Patrick McMillan, famed for the PBS nature program Expeditions with Patrick McMillan, has been contracted to deliver two presentations at the Patrick County Master Gardeners’ Spring Symposium on March 11. The event will take place at the Patrick County Community Center, just off U.S. 58 in Stuart. Admission is $10.
Doors will open at 8:15 a.m. with the program beginning at 9 and running through noon. Early arrivals will be able to visit vendors’ exhibits while they wait for McMillan to begin, and again at mid-morning, as refreshments are served. Swag bags and door prizes will also be given out.
Early registration is recommended in light of the popularity of the speaker and the limited capacity (125 seats) of the community center’s auditorium. Pre-registration forms will be available at various venues in Stuart as well as by contacting PCMG volunteer Glenda Cobbler at 932 Palmetto School Road, Stuart, VA, 24171.
Unlike earlier years, the event will not include a luncheon. Instead, attendees will be given a list of eateries in the area, with prices to fit every budget, and menus to suit a wide variety of tastes.
Although McMillan’s range of experience has concentrated on botany, he is also well-respected for his work in ichthyology, herpetology and mammalogy.

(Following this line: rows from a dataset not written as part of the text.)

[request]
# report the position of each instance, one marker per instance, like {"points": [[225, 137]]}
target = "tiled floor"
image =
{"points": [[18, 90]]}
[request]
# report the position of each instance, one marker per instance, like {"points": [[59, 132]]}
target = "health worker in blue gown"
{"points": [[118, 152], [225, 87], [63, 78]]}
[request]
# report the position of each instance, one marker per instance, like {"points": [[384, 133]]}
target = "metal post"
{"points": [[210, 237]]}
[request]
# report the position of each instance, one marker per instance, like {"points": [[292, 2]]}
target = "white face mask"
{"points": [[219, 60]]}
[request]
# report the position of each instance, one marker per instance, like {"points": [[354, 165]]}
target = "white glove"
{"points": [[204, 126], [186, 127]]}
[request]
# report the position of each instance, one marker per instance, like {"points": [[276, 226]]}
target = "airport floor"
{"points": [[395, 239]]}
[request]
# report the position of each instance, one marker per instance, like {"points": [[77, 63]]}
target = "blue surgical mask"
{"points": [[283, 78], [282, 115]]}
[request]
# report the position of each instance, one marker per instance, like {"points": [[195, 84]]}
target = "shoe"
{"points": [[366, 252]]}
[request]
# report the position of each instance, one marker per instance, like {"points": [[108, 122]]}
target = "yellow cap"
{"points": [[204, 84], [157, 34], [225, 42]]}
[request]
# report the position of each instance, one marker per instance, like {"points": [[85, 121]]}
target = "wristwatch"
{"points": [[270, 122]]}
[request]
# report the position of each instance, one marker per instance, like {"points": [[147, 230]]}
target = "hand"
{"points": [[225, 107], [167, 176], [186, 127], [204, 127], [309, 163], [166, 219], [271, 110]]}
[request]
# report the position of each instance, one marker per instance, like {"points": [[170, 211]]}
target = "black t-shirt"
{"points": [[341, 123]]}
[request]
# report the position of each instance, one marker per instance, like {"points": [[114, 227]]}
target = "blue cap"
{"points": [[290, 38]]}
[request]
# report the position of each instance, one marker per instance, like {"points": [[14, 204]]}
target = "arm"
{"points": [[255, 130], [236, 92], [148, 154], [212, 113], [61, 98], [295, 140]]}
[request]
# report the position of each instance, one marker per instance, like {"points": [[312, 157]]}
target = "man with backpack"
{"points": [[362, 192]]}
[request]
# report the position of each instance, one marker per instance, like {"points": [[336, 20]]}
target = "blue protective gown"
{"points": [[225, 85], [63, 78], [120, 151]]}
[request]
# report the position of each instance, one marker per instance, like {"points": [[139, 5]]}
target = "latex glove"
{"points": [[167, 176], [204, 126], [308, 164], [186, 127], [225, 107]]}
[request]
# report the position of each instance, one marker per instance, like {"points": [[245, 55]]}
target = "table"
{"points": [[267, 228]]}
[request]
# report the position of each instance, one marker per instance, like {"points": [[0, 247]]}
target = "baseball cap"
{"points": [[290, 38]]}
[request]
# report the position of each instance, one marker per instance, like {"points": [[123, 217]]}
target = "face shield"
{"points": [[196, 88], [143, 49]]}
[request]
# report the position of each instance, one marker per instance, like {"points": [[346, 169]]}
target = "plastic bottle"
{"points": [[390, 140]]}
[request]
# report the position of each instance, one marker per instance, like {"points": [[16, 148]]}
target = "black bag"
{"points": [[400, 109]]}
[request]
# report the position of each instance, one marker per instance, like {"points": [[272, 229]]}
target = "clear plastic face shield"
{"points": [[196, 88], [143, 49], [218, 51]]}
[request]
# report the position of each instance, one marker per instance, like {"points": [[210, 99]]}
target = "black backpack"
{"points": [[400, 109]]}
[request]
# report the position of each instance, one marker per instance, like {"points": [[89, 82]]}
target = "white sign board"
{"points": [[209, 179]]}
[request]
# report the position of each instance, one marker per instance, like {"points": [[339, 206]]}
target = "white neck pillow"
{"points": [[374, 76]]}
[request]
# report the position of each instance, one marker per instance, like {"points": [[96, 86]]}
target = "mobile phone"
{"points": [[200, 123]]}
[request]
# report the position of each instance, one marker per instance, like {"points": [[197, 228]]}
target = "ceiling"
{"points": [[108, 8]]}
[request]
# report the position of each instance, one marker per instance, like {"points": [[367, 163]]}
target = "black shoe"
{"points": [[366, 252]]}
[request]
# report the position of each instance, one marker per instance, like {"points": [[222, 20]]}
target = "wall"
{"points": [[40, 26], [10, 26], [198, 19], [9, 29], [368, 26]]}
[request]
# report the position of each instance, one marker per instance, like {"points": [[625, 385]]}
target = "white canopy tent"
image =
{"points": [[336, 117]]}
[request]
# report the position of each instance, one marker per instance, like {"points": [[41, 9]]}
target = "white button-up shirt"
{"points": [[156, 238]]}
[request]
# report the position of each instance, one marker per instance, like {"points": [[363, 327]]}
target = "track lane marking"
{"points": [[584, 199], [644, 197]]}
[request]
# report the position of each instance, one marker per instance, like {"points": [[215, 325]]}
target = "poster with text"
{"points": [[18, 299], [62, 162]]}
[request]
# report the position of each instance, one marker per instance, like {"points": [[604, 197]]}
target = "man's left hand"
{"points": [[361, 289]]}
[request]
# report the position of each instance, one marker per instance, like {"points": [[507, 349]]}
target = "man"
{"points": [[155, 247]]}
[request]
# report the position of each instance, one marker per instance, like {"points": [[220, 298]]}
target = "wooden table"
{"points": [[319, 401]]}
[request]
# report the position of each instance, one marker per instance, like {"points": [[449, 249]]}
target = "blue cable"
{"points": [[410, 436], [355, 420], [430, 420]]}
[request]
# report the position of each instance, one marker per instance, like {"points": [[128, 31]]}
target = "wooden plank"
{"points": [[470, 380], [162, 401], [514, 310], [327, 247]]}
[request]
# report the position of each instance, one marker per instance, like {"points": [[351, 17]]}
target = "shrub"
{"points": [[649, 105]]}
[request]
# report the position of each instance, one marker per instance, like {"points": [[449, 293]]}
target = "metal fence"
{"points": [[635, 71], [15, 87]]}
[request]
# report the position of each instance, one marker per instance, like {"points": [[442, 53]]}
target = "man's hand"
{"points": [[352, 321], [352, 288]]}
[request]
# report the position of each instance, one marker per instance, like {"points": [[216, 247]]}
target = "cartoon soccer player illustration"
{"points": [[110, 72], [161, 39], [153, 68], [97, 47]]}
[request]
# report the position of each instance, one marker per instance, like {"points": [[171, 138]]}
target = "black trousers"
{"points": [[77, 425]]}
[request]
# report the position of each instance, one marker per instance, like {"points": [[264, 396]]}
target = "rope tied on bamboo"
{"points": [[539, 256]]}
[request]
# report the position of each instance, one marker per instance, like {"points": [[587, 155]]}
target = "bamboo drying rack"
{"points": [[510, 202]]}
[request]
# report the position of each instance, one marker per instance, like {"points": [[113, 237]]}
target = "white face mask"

He’s no slouch at entomology either. Last fall, McMillan got an urgent call from Juniper Level staffers who reported a nest of yellow jackets in their work area. Their sting is painful, but they are also valuable pollinators. On arrival, McMillan noted that the yellow jackets weren’t nesting; they were feeding on a species of arborvitae that was in the midst of pollen and cone production. Yellow jackets love the accompanying resin. Juniper Level entomologist Bill Reynolds agreed with McMillan’s conclusion, demonstrating that you could actually touch the feeding yellow jackets without harm. This is certainly not the case anywhere near a yellow jacket nesting site.
Although his early life and education are rooted in North Carolina, McMillan’s research has taken him far afield in pursuit of new species of plants. He has trekked throughout North and South America for his PBS series, including the Arctic tundra, Berengia (the remnants of a land bridge that once linked Siberia and North America), the forests of Arizona; the Great Plains; and what was South Carolina’s Rice Kingdom in the 1600s.
Perhaps one of his most significant endeavors has been the revitalization of Heronswood Gardens in Kingston, WA, after its acquisition by the Port Gamble S’Klallam Tribe. When first started, the Garden had put emphasis on “the unusual and the elegant,” with plants collected from six continents.
Such collections can easily fall into disarray. McMillan and the S’Klallam took on the task of calming the chaos with an emphasis on conservation, diversity, best practices and education, all within the setting of a healthy forest system. In addition, new gardens are being developed, including a crevice garden prototype and a Renaissance Garden, featuring several unique touches paying homage to the Pacific Northwest and tribal culture.
Sans the chaos, McMillan is now director of Juniper Level Botanic Garden in Releigh, N.C. It too boasts a broadly diverse collection of plants. A key component of the JLBG philosophy is to make all good plants widely available, especially those which may be rare or extinct in their natural habitat.
“Climate has and will continue to change, In-situ and habitat conservation is the least reliable long-term method for preserving rare plants,” according to the Garden’s published philosophy. “Through ex-situ conservation, which spreads rare plants around the world, these plants are far more likely to survive as the climate continues to change. Those who wring their hands over genetic purity need only to examine the human race to see the wonder and strength that comes from genetic mixing.”
Recall McMillan’s yellow jacket encounter last fall? It bears out the Juniper Level philosophy. Despite being Eastern US natives, the yellow jackets were only interested in the Asian arborvitae species, Platycladus (Thuja) orientalis. Adjacent to them were the East Coast and West Coast arborvitae, Thuja occidentalis and Thuja plicata. Neither attracted a single yellow jacket.